Irgendwann wollte Juan aber nicht mehr einfach nur als ungelernter Arbeiter angestellt sein. Er wollte sich selbstständig machen und seine eigene Bäckerei haben. So begann er zunächst im heimischen Backofen Kekse zu backen, diese in die Firma zu schmuggeln und seinen Kollegen zu verkaufen. Die waren so begeistert, dass die Bestellungen mit dem normalen Backofen bald nicht mehr zu bewältigen waren. Und so wandte sich Juan an die Mikrokreditorganisation Interactuar und ging den mutigen Schritt, Bäcker zu werden. Dafür besuchte er zunächst Kurse, die Interactuar anbietet und die er selbst bezahlte. „Ich habe dort in verschiedenen Kursen alles gelernt. Brot und Brötchen backen, Kuchen und Kekse herstellen, aber auch Rechnungen schreiben und die ganze Buchführung. Ich konnte vorher fast nichts, aber die Kurse waren sehr gut und auch nicht so teuer“, sagt der Entrepreneur. Drei Jahre lang besuchte er immer mal wieder verschiedene Kurse, bis er schließlich seine erste Bäckerei eröffnen konnte. Dafür beantragte er einen Kredit bei Interactuar, den er auch bekam. Heute ist er an diesem neuen Standort mit der orientalischen Dekoration und hat eine weitere Bäckerei eröffnet, in diesen beiden Läden beschäftigt er insgesamt fünf Menschen.
Jetzt sind wir natürlich neugierig und wollen sein Lieblingsgebäck probieren. „Also ich empfehle die Bisquitrolle, auf die bin ich besonders stolz. Und außerdem die Buñuelos, das sind Mais-Käse-Bällchen, ein typisches Gebäck hier in Kolumbien.“

Während wir uns die Köstlichkeiten schmecken lassen, wollen wir wissen, was er als nächstes vorhat, was seine Träume sind. „Ich würde gerne in verschiedene Länder reisen und überall lernen, wie man dort Brot backt.
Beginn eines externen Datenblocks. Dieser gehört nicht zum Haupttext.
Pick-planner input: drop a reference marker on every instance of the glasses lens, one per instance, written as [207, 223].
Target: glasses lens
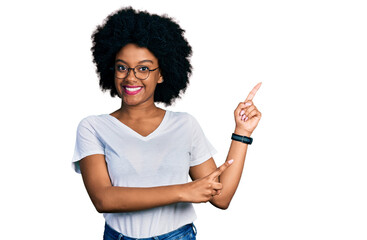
[141, 72]
[121, 71]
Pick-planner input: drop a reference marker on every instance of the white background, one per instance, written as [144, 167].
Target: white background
[305, 174]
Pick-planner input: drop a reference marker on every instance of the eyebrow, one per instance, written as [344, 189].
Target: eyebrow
[143, 61]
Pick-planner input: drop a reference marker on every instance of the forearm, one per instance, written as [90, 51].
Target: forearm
[125, 199]
[231, 177]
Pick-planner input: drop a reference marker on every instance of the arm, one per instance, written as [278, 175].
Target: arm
[108, 198]
[237, 151]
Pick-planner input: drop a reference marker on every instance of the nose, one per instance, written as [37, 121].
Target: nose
[130, 76]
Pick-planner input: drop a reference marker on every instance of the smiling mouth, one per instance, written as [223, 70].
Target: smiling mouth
[132, 90]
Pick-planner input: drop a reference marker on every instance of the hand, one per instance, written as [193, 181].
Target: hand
[204, 189]
[246, 115]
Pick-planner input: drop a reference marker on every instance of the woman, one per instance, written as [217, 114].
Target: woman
[135, 161]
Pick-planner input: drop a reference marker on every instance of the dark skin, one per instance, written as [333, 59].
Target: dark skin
[139, 113]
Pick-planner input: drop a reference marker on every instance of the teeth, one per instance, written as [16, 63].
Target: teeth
[133, 89]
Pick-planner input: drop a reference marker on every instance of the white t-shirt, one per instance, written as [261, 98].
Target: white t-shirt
[161, 158]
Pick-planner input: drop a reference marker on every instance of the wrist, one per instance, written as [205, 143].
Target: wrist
[242, 132]
[183, 190]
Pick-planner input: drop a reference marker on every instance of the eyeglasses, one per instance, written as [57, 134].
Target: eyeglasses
[141, 72]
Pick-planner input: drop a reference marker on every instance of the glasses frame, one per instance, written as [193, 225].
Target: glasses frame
[128, 71]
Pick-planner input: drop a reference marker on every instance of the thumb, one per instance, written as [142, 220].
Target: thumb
[221, 169]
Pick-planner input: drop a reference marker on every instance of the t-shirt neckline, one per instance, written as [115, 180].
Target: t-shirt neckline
[133, 132]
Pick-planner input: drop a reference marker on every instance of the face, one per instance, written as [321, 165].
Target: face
[131, 89]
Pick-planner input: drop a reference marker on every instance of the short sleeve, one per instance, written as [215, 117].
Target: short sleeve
[87, 143]
[201, 149]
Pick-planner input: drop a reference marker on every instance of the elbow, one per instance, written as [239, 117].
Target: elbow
[223, 205]
[101, 205]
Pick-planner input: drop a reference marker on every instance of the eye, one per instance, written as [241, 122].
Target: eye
[121, 68]
[142, 69]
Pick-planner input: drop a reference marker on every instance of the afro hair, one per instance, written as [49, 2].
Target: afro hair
[159, 34]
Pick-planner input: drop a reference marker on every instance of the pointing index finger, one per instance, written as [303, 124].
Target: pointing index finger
[253, 92]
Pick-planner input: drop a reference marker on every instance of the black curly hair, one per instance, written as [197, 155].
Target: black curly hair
[159, 34]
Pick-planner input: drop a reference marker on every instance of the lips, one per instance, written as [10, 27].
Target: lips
[132, 90]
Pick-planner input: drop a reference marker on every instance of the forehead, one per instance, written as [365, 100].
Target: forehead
[133, 54]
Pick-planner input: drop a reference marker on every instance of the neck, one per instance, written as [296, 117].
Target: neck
[138, 112]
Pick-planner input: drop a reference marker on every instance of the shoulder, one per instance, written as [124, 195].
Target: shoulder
[91, 120]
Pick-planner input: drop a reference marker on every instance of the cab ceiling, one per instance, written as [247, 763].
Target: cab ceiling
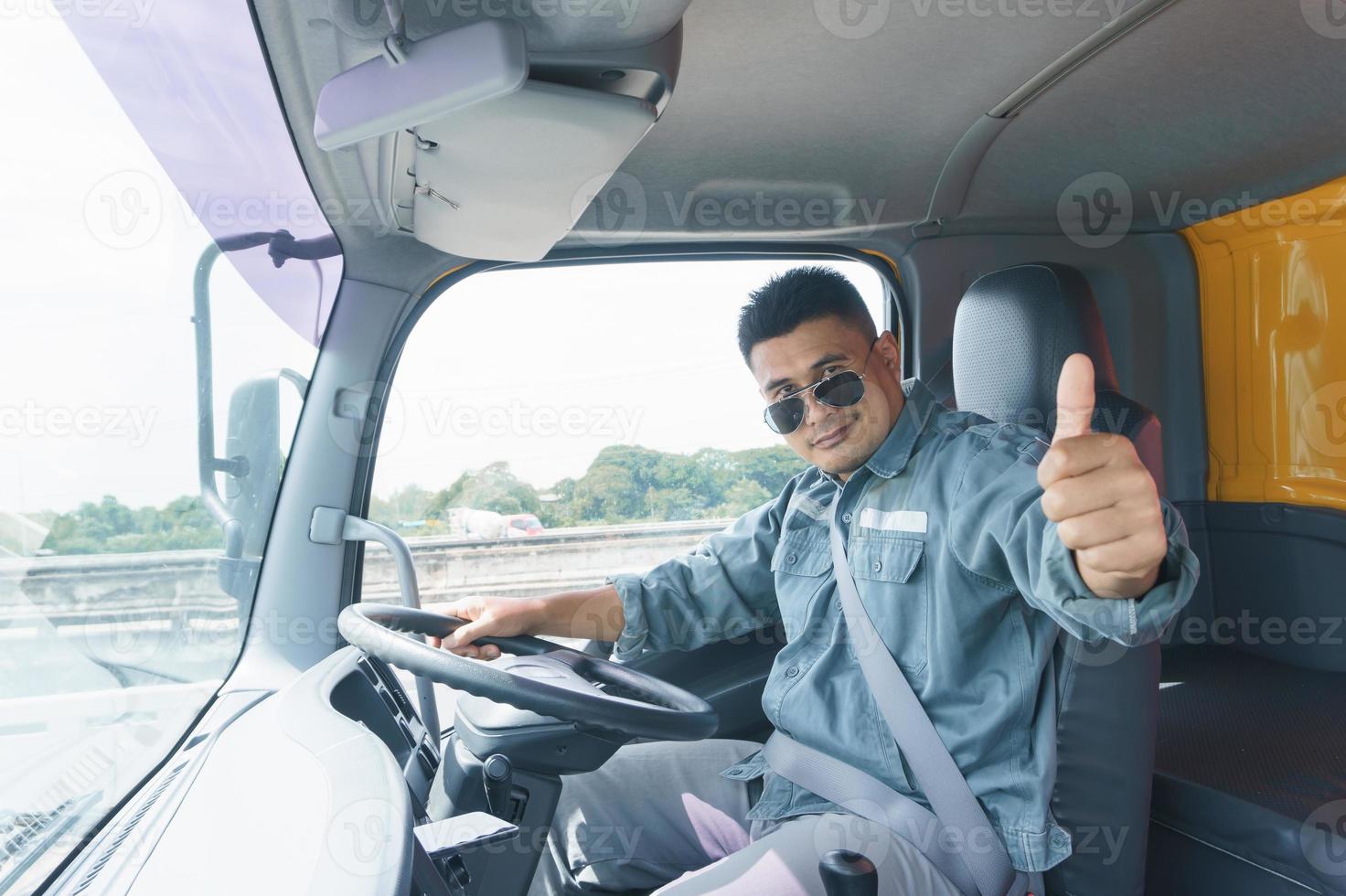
[1203, 101]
In Deutschland habt ihr ja ganz anderes Brot als wir hier, das würde mich sehr interessieren. Aber wahrscheinlich werde ich mir das nie leisten können, auch wenn ich von der Bäckerei hier gut leben  und sogar meine Mutter unterstützen kann. Außerdem kann ich ja gar nicht frei nehmen, ich bin jeden Tag in der Bäckerei. Aber ich habe noch einen anderen Traum: Eines Tages mein eigenes Schloss zu haben – ein Schloss aus Mehl, mein Castillo de harina.“ Dann lacht er ein verschmitztes Lächeln, das uns zeigt: er meint es ernst. Wir werden in Kontakt bleiben und hoffentlich können wir den Bäcker Juan eines Tages in seinem Schloss besuchen.